スペースXの工場内で行われた記者会見に登壇するイーロン・マスクCEO(左)と、スタートトゥデイの前澤社長。
出典:SpaceX
2018年9月18日10:00(日本時間)、米ロケット企業SpaceX(スペースX)は、2023年以降に初飛行を開始する目標の民間月旅行の計画と、最初の搭乗客が、日本のファッション通販サイト「ZOZOTOWN(ゾゾタウン)」スタートトゥデイの前澤友作社長であることを発表した。

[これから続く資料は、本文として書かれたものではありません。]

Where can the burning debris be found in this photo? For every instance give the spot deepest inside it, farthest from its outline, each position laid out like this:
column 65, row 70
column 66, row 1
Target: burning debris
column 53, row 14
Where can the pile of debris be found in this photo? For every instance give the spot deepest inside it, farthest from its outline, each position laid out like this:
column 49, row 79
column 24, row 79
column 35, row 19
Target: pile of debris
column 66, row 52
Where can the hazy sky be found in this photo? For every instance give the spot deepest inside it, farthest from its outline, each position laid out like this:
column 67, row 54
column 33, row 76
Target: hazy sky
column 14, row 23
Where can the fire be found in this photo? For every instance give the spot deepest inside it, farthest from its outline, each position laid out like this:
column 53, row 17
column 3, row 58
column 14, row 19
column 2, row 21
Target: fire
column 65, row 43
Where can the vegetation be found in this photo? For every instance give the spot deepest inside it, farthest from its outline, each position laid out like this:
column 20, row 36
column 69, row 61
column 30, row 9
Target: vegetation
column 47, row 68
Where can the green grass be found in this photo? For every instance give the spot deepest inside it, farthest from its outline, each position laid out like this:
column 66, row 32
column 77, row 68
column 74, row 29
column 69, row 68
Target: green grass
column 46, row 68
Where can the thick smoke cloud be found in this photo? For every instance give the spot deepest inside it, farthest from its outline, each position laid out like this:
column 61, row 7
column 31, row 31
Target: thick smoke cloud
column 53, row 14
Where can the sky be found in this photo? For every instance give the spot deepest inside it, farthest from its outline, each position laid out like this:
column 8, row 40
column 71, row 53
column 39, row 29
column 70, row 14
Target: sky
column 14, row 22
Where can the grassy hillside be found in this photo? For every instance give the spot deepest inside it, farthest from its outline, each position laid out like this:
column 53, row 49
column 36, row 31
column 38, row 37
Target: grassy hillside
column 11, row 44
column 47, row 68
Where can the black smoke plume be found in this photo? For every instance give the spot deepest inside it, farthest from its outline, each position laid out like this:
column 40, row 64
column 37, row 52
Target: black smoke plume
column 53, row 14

ブースターを切り離して飛行するBFR宇宙船のコンセプト 。
出典:SpaceX
イーロン・マスクCEOとスペースXが2017年秋に詳細を興行した再使用型宇宙船Big Falcon Rocket(BFR:ビッグ・ファルコン・ロケット)に搭乗し、1週間ほどの期間で月周回旅行を行う。月着陸は行わず、アポロ8号のように月を周回するコースを取る。
月旅行の軌道図。
出典:SpaceX
軌道図は公表されたが、打ち上げ時に乗客がどの程度のG(加速度)を体験するのか、また事前に必要な訓練などについてはまだ詳細が決まっていないという。会見でもマスクCEOは月旅行の飛行期間を「4〜5日」と述べたが、同時に公表された動画では「1週間程度」となっていた。2023年の打ち上げに向けてこれから詳細を詰めていくようだ。

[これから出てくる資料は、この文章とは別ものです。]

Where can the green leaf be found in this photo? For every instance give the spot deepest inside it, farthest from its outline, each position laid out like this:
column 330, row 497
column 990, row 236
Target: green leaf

前澤社長によると、自らのほかに6〜8人の世界的アーティストを招待して月旅行を共にするという。そのため、「BFRを1機まるごと」契約したと語った。
費用について回答は控えたが……
SpaceX本社での記者会見に登場した、前澤友作氏。
出典:SpaceX
月周回旅行の費用について前澤社長は回答を固辞した。民間人による月周回旅行という史上例を見ない契約であり、費用の推測は難しい。
これまでに知られているものでは、地上から高度100km以上の宇宙空間に到達して数分で地上へ降りてくる弾道宇宙旅行がある。アマゾンのジェフ・ベゾスCEOが設立したロケット企業Blue Origin(ブルー・オリジン)が開発中のNew Shepard(ニュー・シェパード)宇宙船で計画している弾道宇宙旅行は20〜30万ドル(約2200万〜3300万円)だとされている。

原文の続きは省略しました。